Empédocle considère également deux « causes productrices » complémentaires expliquant la transformation des racines : l’Amour et la Haine. L’Amour réunit le multiple en un. Tandis que la Haine divise l’un en multiple. L’Amour règne sur le Sphairos, c’est-à-dire la sphère de ce qui est intelligible. La Haine règne pour sa part sur le Cosmos, c’est-à-dire le monde sensible.
Il y a un problème dans cette philosophie soulevé par Aristote de Stagire. C’est celui de savoir si le stade du tout unifié de la Sphère et celui de la multiplicité du monde divisé existent alternativement. Ou bien alors, existent simultanément. Avec existence permanente d’un ordre et d’une harmonie immuables – l’Un – derrière la structure du monde en devenir. On retrouve donc ici l’interprétation néoplatonicienne.

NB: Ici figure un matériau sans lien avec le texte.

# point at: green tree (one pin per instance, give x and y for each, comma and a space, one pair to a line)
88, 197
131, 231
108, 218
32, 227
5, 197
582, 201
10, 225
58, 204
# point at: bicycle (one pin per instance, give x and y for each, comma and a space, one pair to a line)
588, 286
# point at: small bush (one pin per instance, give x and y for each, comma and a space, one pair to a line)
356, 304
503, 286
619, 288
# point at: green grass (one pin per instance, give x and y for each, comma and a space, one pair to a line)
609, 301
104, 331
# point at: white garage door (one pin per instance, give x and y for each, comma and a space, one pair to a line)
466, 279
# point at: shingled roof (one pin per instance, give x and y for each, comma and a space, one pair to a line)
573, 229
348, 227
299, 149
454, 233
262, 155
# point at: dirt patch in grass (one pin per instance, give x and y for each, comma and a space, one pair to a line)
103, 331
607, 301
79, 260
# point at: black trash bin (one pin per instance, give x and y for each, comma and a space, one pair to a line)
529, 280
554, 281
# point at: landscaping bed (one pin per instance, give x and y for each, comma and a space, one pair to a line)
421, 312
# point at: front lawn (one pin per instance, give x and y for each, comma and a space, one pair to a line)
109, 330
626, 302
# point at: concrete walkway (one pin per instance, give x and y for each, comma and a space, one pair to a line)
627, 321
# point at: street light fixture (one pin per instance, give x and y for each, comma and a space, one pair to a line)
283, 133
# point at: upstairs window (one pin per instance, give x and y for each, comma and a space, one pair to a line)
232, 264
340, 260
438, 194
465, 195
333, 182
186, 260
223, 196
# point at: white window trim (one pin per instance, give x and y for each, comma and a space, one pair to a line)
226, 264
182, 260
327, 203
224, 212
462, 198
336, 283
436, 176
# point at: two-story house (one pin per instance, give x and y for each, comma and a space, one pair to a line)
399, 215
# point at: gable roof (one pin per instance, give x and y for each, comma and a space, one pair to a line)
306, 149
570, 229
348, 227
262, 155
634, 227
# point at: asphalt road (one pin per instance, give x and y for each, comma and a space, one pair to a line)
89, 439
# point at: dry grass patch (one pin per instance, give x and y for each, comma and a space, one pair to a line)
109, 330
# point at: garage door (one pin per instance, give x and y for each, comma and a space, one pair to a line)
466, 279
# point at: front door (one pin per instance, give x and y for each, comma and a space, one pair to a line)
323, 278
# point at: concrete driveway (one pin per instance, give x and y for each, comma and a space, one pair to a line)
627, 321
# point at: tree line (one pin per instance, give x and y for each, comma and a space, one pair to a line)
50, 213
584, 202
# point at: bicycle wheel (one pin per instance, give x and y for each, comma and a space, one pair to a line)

Zénon d’Élée et Leucippe de Milet
Zénon d’Élée allait se charger de riposter à ces réactions contre la thèse de l’Un parménidien. Il utilisa pour cela ses fameux paradoxes démontrant l’impossibilité du mouvement. Et, donc du vide, puisque sans vide, il ne peut y avoir de mouvement. On voit donc que le problème de l’origine du mouvement était l’une des préoccupations majeures de la physique grecque présocratique. Tous sont hantés par la question de vie ou de mort de l’univers puisque le monde continue visiblement à fonctionner malgré l’usure continuelle liée au mouvement des choses.

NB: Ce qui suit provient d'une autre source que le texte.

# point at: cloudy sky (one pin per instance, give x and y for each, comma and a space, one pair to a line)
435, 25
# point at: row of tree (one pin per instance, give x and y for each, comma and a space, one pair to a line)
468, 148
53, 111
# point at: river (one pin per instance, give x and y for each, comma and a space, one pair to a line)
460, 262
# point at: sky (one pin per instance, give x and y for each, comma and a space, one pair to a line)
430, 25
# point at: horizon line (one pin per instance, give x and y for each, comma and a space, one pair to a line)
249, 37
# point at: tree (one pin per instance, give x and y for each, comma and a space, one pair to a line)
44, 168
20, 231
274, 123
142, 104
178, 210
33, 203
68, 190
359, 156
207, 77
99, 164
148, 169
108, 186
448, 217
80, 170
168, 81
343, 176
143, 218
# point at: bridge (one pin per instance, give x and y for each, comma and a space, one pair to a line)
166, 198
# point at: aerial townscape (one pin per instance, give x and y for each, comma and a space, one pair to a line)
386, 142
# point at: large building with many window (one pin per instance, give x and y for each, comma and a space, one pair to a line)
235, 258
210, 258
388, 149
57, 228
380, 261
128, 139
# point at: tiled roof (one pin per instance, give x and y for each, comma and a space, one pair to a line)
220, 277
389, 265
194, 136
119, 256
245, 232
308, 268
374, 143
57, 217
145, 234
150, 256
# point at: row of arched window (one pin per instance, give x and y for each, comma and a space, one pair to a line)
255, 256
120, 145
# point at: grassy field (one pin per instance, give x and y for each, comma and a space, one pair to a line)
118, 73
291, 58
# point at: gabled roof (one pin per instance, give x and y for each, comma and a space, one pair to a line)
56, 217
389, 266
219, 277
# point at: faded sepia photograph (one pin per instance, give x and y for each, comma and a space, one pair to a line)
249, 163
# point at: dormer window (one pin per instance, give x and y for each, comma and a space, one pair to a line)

Pour résoudre ce problème crucial, Leucippe de Milet va répondre à l’éléatisme en accordant l’existence au non-être. Ainsi, sa philosophie distribuait les propriétés de l’être sur une pluralité d’atomes infiniment nombreux. Ces atomes étaient libres de se mouvoir dans le vide illimité. Leucippe refusait, en dessous d’une certaine limite, de formuler une hypothèse restrictive sur la forme et la taille des atomes. Ceci a pour conséquence directe l’existence réelle, dans son univers infini, de toutes les formes d’atomes que la pensée peut concevoir. Cela entraîne donc la nécessité de grouper cette quantité infinie de corpuscules en un nombre infini de mondes.
Anaxagore de Clazomènes
Anaxagore de Clazomènes va comme Leucippe supposer que ce n’est pas la restitution des énergies qui assure une présence cosmologique illimitée. Toutefois, contrairement à Leucippe, il veut conserver la représentation d’un monde unique. Un monde qui ne se répète pas dans le temps et dans l’espace comme chez Empédocle. Afin de récupérer les pertes subies par le monde, il fallait donc, pour le faire durer, faire appel aux ressources inépuisables de l’infini. Toutefois, cet infini ne pouvait être celui de Leucippe. Au contraire, il se devait de tenir dans les bornes d’un monde unique et fini.
C’est pour cette raison qu’Anaxagore ne plaça pas les ressources du devenir cosmique dans l’impossibilité physique d’atteindre le terme de l’infiniment grand comme chez Leucippe. Il le plaça dans un infini de petitesse. De manière à trouver la cause de la durée illimitée de l’existence cosmique dans l’impossibilité physique d’atteindre le terme de la progression dans l’infiniment petit.
Références
[1] A. Stevens, « La physique d’Empédocle selon Simplicius », Revue belge de philologie et d’histoire, 67 (1989) 65-74.
[2] C. Mugler, « Le problème d’Anaxagore », Revue des Études Grecques, 69 (1956) 314-376.